My first introduction to a pantry occurred when I was a teenager, sleeping over at a friend’s house. When we baked lemon squares we ran out of sugar. “No problem,” Cathy announced, “We’ll get more from the basement.” I followed her to a cool storage room lined with shelves like a grocery store, full of home-canned pickles, jams and juices as well as store-bought products. Baskets of potatoes and onions sat on the concrete floor. “We’ve probably got enough food here to last us a year,” she bragged.
I marvelled. Later I asked my mom why we didn’t do that since we had an allotment garden provided by the Air Force that grew an abundance of food. “I did at first,” she replied, “But because we were transferred so often and we weren’t allowed to take our canning with us, I gave up.”
Houses used to be built with a cool room intended for food storage, and perhaps as more people depend on their own produce, we’ll once again see rooms dedicated to their keep.

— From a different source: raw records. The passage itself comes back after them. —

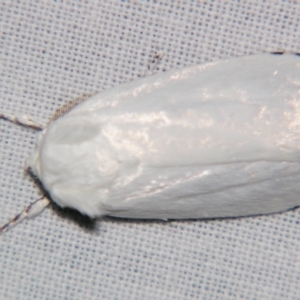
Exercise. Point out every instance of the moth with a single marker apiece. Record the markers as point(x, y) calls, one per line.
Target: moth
point(216, 140)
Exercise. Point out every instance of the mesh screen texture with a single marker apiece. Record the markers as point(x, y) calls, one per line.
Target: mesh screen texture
point(54, 51)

In her book The Care and Feeding of The Sailing Crew, Lin Pardey relates how she kept food from spoiling on trips across the Pacific without refrigeration. She kept eggs fresh for a month by storing them in the cold bow below the water line and turned them every day. She could make fresh meat last a few days longer by stewing it in a pot one day, not removing the lid and then boiling it for 10 minutes on each succeeding day.

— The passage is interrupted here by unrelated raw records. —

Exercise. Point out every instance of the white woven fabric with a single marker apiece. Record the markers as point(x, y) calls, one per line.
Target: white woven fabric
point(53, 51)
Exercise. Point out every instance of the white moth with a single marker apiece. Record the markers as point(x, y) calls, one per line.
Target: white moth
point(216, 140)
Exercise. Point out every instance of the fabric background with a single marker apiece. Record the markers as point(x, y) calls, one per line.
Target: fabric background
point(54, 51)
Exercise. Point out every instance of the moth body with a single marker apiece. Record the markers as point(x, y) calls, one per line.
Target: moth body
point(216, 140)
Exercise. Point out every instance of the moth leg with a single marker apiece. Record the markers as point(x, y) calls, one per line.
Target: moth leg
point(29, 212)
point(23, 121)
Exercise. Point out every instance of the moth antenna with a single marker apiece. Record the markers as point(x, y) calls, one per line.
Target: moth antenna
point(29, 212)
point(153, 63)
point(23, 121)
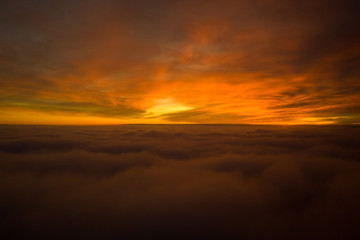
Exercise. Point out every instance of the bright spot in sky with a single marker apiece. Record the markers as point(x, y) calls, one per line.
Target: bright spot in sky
point(165, 106)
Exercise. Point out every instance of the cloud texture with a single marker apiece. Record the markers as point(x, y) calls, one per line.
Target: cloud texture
point(180, 182)
point(231, 61)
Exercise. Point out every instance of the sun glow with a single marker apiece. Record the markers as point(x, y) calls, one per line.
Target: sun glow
point(165, 106)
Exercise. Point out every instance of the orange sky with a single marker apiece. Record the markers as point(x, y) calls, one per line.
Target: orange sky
point(114, 62)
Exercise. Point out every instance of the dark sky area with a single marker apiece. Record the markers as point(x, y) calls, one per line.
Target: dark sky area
point(110, 62)
point(184, 182)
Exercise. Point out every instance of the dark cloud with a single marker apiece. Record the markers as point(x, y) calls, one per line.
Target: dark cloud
point(60, 53)
point(180, 181)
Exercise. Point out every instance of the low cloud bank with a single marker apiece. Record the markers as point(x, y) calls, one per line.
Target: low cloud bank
point(180, 182)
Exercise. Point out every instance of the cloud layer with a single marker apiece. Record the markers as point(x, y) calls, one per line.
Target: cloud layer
point(181, 181)
point(231, 61)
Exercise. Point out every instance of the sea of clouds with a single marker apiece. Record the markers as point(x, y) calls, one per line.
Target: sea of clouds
point(180, 182)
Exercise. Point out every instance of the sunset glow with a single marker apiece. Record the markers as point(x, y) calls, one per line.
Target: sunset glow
point(253, 62)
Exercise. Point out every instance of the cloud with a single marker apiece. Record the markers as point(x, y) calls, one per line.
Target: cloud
point(180, 181)
point(250, 54)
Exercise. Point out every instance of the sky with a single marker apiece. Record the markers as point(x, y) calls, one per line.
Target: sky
point(165, 61)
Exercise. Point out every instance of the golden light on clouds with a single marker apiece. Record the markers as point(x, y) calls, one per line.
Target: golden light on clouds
point(252, 62)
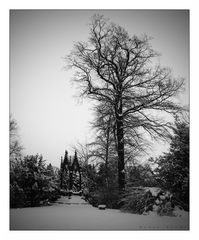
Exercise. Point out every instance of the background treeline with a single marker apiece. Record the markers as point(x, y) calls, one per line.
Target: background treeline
point(167, 174)
point(32, 182)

Because there was no grocery shopping at sea, Lin learned what to take along and how to cook meals tasty enough to entice crew members to sign on for the next voyage and she teaches the reader what she learned.
Our pantries can fill a similar need, because who knows when we’ll need to have our own supply of vittles. Books recommend certain temperatures and humidity for various crops, but Lin didn’t have these options and managed to store food quite nicely for many weeks at a time. Other than keeping food off the floor, I don’t keep track of what food should go where in the pantry and most of the time they keep very well.
If one has very little self control, she might reconsider storing tasty nibbles like chocolate chips though, or she might be shunned by the rest of the family like the fellow on one of Lin’s trips. He couldn’t help himself and, one night, he sneaked into the galley and ate the entire store of chocolate bars that were to see them through the entire voyage. When the rest of the crew got wind of what he’d done, they had to be held back from keel-hauling the guy.